Não acho que eles ficaram tementes. Acho que entraram justamente para fazer isso, principalmente o general [Eduardo Pazuello], que assumiu o comando jurando cumprir essa agenda de retirar o ministério da Saúde do enfrentamento da covid-19.
Ele fez parte de um plano político: ninguém do Planalto se manifesta sobre o vírus, abrindo espaço para o presidente apresentar-se como crítico dos governadores e dos prefeitos. Para aqueles que levam a sério os valores humanísticos da medicina, é impossível fazer esse pacto de silêncio ou de comunicação equivocada, citando cloroquina e outros tratamentos sem eficácia comprovada. Pazuello é o primeiro não-ministro da Saúde da história da pasta.
Chegou-se ao nível de precisarmos de um consórcio de veículos de imprensa para a compilação dos dados da covid, uma vez que o Ministério estava com a credibilidade totalmente arruinada. Foi uma gestão a ser lembrada como estudo de caso do que não fazer, em termos de comunicação, durante uma pandemia.
ESQUINAS Podemos esperar mais transparência na gestão do recém-chegado Marcelo Queiroga?
Ele vai ter que se entender com a própria biografia. Vai ter que escolher entre ser lembrado como um pária da Saúde pública ou estar do lado daqueles que deram o melhor de si para salvar vidas na pandemia. Eu torço para que as pessoas escolham o lado certo e espero que ele faça o que há de ser feito. Precisamos lembrar que o ministro tem um presidente muito negacionista ao lado. Enquanto o chefe do executivo federal continuar com essas atitudes, podemos colocar até mesmo o prêmio Nobel de medicina no comando da pasta que ainda assim teremos dificuldades.
ESQUINAS Em janeiro, quando já se sabia sobre um novo vírus no sudoeste chinês, o senhor estava em excursão internacional e pôde presenciar as primeiras articulações sobre o Sars-CoV-2. A Organização Mundial da Saúde (OMS) decretou a pandemia de modo tardio?
Tome como exemplo a questão do vírus zika. Logo após detectarmos a relação entre a circulação do vírus e um índice acima do esperado de microcefalia em recém-nascidos, avisamos a OMS e logo foi decretado por esse organismo internacional uma emergência sanitária mundial. A celeridade desse processo deveu-se também à nossa prontidão em abrir os dados e convocar a autoridade global de saúde.
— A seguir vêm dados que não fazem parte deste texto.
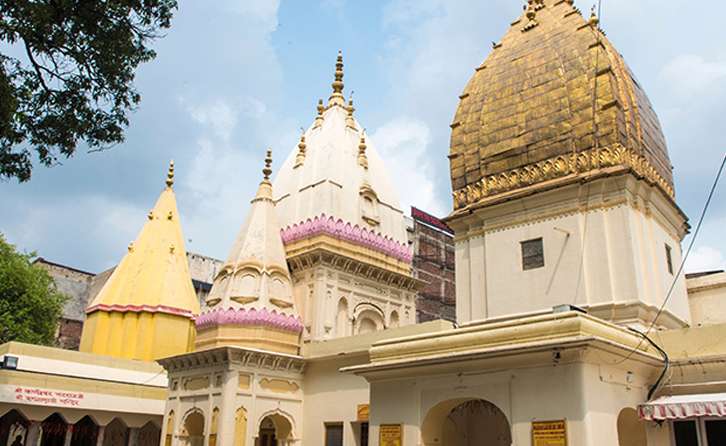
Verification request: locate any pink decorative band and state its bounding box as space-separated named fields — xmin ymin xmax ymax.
xmin=280 ymin=214 xmax=413 ymax=263
xmin=86 ymin=304 xmax=194 ymax=319
xmin=196 ymin=308 xmax=303 ymax=333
Esse rito não se repetiu agora com a China e o Sars-CoV-2.
A China demorou demais para se pronunciar sobre o assunto, a ponto da nossa equipe, na figura do Wanderson Oliveira, ter captado o ruído do vírus e notificado a OMS antes mesmo de eles se posicionarem sobre o assunto. Mesmo após o reconhecimento oficial da China, o alerta sanitário foi equivocado, pois se restringiu à província de Wuhan.
ESQUINAS Para o futuro, há outras publicações em mente ou já em desenvolvimento?
O que temos planejado é um perfil histórico completo do Sistema Único de Saúde (SUS), contemplando todos aqueles que contribuíram com a sua estruturação no País, desde as requisições na Constituinte até sua administração mediante uma pandemia. Há muitos focos a serem trabalhados, como as relações do sistema com o pacto federativo e a iniciativa privada. Precisamos falar também sobre o desenvolvimento nacional de tecnologia voltada para a saúde. Será uma obra de mais fôlego e com mais pessoas envolvidas na compilação de informações.